Bonds | Treasury Yields Report: Treasury yields climb as Brexit fears ease, US earnings prove better than feared

Thomas Franck, Silvia Amaro

U.S. government debt yields rose on Monday after the European Union granted the United Kingdom an extension for rounding out its Brexit and corporate profits on Wall Street continued to come in better than feared.
The yield on the benchmark 10-year Treasury note, which moves inversely to the price, was higher at around 1.849%, while the yield on the 30-year Treasury bond was also higher at around 2.337%.
The latest climb in yields comes after the EU decided to approve the U.K.’s request for a Brexit extension until Jan. 31.

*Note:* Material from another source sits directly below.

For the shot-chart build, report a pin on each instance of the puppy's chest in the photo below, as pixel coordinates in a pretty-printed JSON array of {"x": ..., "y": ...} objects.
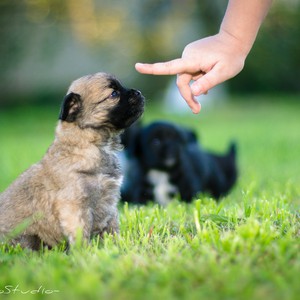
[{"x": 106, "y": 171}]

European Council President Donald Tusk, who chaired the talks among the 27 European governments, announced the decision Monday on Twitter: “The EU27 has agreed that it will accept the U.K.’s request for a Brexit flextension until 31 January 2020. The decision is expected to be formalised through a written procedure.”

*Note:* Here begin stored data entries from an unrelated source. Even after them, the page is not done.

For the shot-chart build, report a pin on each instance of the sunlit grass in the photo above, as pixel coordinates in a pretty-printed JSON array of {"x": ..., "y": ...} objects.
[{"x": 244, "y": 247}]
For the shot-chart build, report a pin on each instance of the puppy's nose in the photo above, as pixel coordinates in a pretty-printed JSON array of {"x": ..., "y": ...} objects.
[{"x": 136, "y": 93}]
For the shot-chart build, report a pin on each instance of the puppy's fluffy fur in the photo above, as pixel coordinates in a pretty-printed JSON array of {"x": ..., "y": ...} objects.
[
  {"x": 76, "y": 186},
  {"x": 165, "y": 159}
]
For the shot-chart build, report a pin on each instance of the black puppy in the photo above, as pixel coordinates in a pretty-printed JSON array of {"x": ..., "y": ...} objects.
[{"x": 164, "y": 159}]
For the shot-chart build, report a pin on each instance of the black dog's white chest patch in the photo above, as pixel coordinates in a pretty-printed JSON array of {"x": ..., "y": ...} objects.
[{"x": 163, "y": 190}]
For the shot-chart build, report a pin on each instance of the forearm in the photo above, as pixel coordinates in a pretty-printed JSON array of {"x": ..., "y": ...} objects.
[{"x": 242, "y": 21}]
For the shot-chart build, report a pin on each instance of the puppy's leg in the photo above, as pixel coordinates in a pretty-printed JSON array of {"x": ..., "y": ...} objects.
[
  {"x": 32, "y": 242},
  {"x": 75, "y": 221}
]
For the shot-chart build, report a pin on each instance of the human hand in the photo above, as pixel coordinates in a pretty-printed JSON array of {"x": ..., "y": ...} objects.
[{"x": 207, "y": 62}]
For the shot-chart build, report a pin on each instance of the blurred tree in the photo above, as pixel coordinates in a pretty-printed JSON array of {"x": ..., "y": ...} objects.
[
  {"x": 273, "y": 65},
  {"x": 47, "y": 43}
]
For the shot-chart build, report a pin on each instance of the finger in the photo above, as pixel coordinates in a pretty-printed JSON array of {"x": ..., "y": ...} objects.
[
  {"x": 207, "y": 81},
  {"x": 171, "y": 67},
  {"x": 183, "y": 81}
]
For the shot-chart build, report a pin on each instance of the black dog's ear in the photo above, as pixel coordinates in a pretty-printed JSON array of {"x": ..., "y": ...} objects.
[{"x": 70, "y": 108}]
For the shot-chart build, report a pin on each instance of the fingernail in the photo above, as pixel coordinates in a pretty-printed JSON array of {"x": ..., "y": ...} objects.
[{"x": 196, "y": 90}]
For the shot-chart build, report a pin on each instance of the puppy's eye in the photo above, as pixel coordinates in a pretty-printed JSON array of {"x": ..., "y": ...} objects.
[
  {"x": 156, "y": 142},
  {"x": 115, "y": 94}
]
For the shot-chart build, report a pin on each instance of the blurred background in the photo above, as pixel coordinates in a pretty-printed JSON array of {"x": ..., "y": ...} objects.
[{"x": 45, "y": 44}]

Though the move was widely anticipated, the head of BMO Capital rates strategy noted that even the incremental positive was enough to foster the bearish atmosphere around government yields.
“With Brexit now seen decidedly in the category of ‘a tomorrow problem’ and very little anticipated progress on the trade war, characterizing the next few sessions as a calm in the ‘global uncertainty’ storm is apropos,” wrote BMO’s Ian Lyngen. “This is not to suggest the ongoing global headwinds that have complicated the Fed’s tasks are subsiding, but simply taking a respite as month-end gives way to the final stretch into the New Year.”
Traders are likely to monitor stock markets in what is set to be the busiest week for corporate earnings. Elsewhere, the U.S. trade representative said Friday that Beijing and Washington have “made headway on specific issues and the two sides are close to finalizing some sections of the agreement.”
The world’s two largest economies have recently pushed for a trade agreement after a tariff conflict that has soured business sentiment and global markets.